You would have become solemn and purse your lips and look down at the ground, maybe kick some rocks with your boot. You'd look God in the eyes, even though most people probably wouldn't be able to do that. God would say, "I already know what you're going to choose, because I am God, after all, and even though I let you think you have free will, I'm still omniscient and all powerful. But I need to ask you anyways, Shane. Someone has to go today. Who is it going to be? Is it going to be one of them?," as God would wave his arm, pointing toward other soldiers, "Is it going to be one of your brothers, Shane? Or is it going to be you?" 

And Shane would have taken a deep breath and replied, "It's gonna be me." 

And that would've been the end of it. God would have given him a somewhat quick death for making such a selfless decision, allowing a stray bullet to hit Shane when he was least expecting it, and then allowing Death to slip in to take Shane's soul to where ever souls go and then the rest of the story would unfold. Not that Shane was some sort of constantly self-sacrificing lamb. But I know in my heart that he would have given his life for his brothers. Because that's really what infantrymen fight for -- one another.
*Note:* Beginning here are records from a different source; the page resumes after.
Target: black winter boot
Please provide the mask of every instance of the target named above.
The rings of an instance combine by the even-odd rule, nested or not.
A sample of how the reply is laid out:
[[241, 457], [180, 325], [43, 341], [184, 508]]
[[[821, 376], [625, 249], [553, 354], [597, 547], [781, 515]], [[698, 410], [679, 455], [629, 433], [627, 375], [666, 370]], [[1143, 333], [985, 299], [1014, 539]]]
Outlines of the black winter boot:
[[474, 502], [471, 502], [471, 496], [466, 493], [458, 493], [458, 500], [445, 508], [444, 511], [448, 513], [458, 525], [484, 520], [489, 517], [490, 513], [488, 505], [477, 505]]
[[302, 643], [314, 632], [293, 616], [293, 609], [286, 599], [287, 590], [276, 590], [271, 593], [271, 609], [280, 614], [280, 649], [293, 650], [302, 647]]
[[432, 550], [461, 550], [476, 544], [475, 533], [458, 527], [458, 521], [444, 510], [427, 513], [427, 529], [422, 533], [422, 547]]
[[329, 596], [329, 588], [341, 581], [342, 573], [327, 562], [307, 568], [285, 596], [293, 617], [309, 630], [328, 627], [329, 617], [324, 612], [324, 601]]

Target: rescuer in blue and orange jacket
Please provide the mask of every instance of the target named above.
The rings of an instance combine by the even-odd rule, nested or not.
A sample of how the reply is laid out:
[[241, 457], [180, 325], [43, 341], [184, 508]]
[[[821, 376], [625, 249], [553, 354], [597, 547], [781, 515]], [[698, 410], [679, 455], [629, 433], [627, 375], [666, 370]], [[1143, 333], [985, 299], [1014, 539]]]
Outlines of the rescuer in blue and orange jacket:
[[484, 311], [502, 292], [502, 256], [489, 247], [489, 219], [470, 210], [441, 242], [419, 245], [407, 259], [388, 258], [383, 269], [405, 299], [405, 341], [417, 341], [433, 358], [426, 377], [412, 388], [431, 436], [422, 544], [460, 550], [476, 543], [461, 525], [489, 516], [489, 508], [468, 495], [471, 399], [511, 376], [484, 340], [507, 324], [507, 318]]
Not America. Not the Constitution. Not the president. Not the government. But for their brothers. Yes, they sign paperwork and recite oaths to protect America and the Constitution and the president and the government. But, from everything Shane ever told me about war, those things become intangibles. Concepts. Far away thoughts. President Obama isn't going to swoop in and kill all of the bad guys when they have their sights on you. The Constitution isn't going to give you water when you've consumed all of your own and there isn't more coming for 48 hours. The government won't tell you a joke to make you crack a smile when you need it the most, when you're at your lowest because you've been out in the field for over a week without a shower or a change of clothes or a reminder of home or a moment without having to be alert to the fact that someone is attempting to kill you. But your brothers will do all of those things for you and more. Because they know what it's like. Because they're the only people in the world who really have any idea of what you're going through. And Shane knew all of those things, which is why I have a 5% understanding of those things and why I know that I shouldn't be mad at him for being dead. I should be happy that he lived. That he loved. That he was doing what he wanted to do with his life.

But knowing all of this leaves me with no catharsis. It leaves me staring out a window, watching white flecks of frozen ice blur together.